10) Days Gone (2019)
Ho dubitato fino all'ultimo se inserire in questa classifica Days Gone.
Alla fine l'opera di Bend Studio l'ho preferita a Infamous Second Son, la scelta di premiare il titolo nella top dieci è stata principalmente per l'ottima caratterizzazione dei personaggi dell'avventura nell'Oregon.
Nella mia recensione ho trovato diverse critiche al titolo, specialmente su una struttura delle missioni eccessivamente ripetitiva e un comparto ludico non molto originale, proprio per questi motivi Days Gone è entrato all'ultimo gradino della classifica.
Tuttavia, la forza del titolo è da ritrovare sicuramente nel protagonista e in una trama che riesce comunque ad intrattenere, seppur tirata eccessivamente per le lunghe.

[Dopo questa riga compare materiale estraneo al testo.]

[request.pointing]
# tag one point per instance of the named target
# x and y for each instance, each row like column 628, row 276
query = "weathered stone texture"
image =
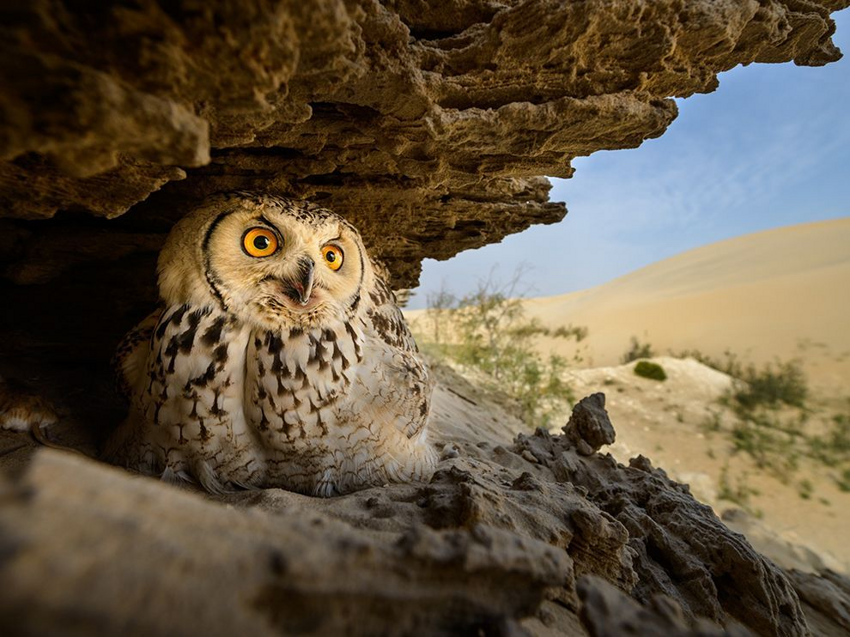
column 429, row 125
column 532, row 537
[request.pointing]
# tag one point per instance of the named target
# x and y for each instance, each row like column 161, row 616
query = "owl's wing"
column 404, row 376
column 386, row 320
column 130, row 359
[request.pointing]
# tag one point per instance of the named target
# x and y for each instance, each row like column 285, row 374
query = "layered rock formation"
column 534, row 536
column 430, row 126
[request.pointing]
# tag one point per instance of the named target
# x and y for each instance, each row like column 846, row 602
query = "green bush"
column 653, row 371
column 488, row 334
column 637, row 350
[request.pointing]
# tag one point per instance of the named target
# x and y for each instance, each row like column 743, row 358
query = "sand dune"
column 780, row 293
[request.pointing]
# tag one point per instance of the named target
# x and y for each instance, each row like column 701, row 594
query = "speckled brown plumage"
column 278, row 370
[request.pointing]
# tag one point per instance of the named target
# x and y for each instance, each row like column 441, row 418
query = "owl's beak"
column 303, row 283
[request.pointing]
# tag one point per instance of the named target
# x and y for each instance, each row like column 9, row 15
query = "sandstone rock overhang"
column 430, row 125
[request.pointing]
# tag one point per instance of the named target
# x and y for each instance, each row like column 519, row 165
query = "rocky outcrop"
column 528, row 537
column 428, row 125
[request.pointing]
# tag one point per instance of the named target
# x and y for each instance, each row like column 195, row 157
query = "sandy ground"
column 779, row 294
column 665, row 421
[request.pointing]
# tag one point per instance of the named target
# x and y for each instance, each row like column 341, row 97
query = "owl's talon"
column 22, row 410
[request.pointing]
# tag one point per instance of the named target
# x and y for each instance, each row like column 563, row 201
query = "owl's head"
column 272, row 262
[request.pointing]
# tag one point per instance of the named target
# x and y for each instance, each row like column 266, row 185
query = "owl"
column 279, row 358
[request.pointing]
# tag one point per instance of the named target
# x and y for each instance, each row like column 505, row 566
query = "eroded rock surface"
column 529, row 537
column 428, row 125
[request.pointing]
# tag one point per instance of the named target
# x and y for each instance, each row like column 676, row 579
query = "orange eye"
column 259, row 242
column 333, row 257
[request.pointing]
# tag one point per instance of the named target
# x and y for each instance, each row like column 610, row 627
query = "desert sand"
column 781, row 293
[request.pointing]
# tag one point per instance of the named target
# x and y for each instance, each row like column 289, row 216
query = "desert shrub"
column 637, row 350
column 653, row 371
column 844, row 481
column 488, row 334
column 771, row 416
column 739, row 493
column 772, row 386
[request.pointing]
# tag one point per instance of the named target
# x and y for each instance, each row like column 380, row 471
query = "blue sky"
column 770, row 147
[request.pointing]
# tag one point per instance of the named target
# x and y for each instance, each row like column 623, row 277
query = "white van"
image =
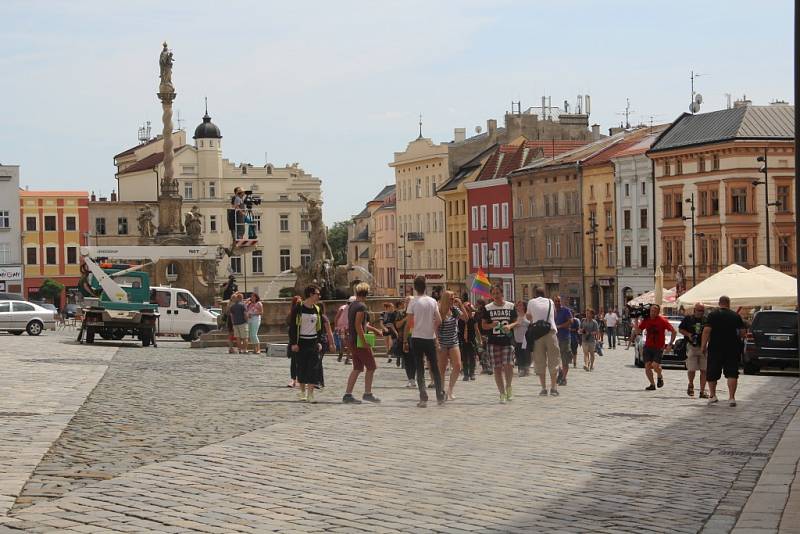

Il ritorno di Bend Studio dopo diversi anni è stato buono ma non eccellente, tuttavia Days Gone si è comunque meritato un posto nella lista delle mie dieci esclusive Sony della generazione.

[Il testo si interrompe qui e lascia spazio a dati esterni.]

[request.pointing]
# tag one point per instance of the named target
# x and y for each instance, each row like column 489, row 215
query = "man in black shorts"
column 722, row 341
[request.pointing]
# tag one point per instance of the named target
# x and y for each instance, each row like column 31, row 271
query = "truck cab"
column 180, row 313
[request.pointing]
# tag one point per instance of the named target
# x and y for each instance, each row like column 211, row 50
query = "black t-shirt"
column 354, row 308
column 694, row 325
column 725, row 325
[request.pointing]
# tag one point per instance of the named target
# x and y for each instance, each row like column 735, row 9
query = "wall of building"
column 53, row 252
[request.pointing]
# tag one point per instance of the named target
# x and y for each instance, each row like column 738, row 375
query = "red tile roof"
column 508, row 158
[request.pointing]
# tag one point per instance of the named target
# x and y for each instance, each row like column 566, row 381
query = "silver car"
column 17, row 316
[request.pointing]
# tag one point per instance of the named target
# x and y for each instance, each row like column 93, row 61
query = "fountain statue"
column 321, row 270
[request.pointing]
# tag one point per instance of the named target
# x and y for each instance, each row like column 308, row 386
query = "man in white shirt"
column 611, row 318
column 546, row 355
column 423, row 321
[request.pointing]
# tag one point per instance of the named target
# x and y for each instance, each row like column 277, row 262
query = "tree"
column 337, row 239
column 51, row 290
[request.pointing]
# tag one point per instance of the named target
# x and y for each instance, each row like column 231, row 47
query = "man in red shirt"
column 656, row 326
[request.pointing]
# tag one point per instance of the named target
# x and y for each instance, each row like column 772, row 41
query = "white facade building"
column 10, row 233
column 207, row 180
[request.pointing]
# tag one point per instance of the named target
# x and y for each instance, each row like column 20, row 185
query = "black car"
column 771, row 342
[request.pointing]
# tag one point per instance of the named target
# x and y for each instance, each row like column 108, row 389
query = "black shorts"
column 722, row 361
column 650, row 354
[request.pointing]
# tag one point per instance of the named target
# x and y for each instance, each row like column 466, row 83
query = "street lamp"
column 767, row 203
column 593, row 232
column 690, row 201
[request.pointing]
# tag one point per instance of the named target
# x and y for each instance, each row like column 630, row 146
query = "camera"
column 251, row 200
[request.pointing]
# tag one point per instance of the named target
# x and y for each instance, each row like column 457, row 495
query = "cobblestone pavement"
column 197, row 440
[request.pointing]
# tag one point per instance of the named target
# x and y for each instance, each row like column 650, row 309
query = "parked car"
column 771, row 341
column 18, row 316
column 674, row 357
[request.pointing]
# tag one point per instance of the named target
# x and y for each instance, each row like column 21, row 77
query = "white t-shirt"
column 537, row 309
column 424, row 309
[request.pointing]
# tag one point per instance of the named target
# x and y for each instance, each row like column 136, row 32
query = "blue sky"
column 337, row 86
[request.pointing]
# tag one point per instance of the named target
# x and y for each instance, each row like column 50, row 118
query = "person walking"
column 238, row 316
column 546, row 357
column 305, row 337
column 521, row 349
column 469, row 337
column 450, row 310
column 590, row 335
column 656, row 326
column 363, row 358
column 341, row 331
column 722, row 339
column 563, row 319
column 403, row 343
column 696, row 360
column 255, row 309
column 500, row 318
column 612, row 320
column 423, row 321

9)Detroit Become Human (2018)
In questo caso si tratta di uno dei titoli approdati anche su PC dopo poco più di un anno, ma rilasciato in esclusiva console su PlayStation 4.

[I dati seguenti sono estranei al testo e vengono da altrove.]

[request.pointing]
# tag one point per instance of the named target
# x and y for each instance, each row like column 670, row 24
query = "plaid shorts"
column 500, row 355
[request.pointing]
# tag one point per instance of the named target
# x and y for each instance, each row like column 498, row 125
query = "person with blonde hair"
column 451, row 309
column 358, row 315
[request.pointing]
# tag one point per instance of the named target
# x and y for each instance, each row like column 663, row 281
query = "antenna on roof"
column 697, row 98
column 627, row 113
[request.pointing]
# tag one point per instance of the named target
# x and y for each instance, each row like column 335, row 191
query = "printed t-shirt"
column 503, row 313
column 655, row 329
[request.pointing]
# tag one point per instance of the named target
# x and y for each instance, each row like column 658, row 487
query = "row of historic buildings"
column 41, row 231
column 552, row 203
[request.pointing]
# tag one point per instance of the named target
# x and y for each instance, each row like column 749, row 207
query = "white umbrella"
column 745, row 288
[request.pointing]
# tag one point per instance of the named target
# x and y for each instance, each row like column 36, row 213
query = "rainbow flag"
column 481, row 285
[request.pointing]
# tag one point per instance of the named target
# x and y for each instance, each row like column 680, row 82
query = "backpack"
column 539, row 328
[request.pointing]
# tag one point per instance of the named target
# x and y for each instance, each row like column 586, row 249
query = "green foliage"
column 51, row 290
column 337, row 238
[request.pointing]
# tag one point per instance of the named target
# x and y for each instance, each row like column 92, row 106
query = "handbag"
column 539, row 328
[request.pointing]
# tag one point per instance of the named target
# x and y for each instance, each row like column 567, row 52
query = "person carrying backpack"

Detroit Become Human è stato un piacevole ritorno di Quantic Dream dopo Beyond Two Souls (il mio preferito tra i giochi di David Cage).
La nuova avventura di Quantic Dream è una delle migliori nel genere degli interactive-drama.
La scelta di inserire tre protagonisti e vari bivi è stata azzeccata, anche se uno dei problemi che inficiano sull'esperienza sono le eccessive diramazioni che costringono il giocatore a completare diverse volte il gioco.
La sensazione che ho avuto è stata quella di avere un'esperienza limitata dopo una sola run, problema che non mi era accaduto ad esempio con Beyond Two Souls.
Sotto il profilo tecnico Detroit mi ha convinto e si merita sicuramente un posto nei dieci giochi esclusivi di PlayStation 4.
8)The Order 1886 (2015)
The Order 1886 è stato uno dei primi titoli a mostrare i muscoli di PlayStation 4, spesso etichettato come "tech demo" dai detrattori, è stato un gioco che mi ha coinvolto nonostante la breve durata e un finale che lascia fin troppe cose in sospeso.
Il titolo sviluppato da Ready at Dawn gode di un'ottima atmosfera nella Londra Vittoriana del '800 e in generale una narrativa di buon livello.
Nonostante sia d'accordo con alcune critiche mosse al gioco, come un sistema di coperture non eccellente rispetto ad altri esponente del genere, rimane un'esperienza originale nel concept e con una trama godibile.
Probabilmente
non vedremo mai un sequel a causa delle poche vendite in un periodo
in cui PlayStation 4 ancora non presentava titoli di grande spessore,
ma sarei curioso di vedere come evolve una storia che lascia spazio a un secondo capitolo.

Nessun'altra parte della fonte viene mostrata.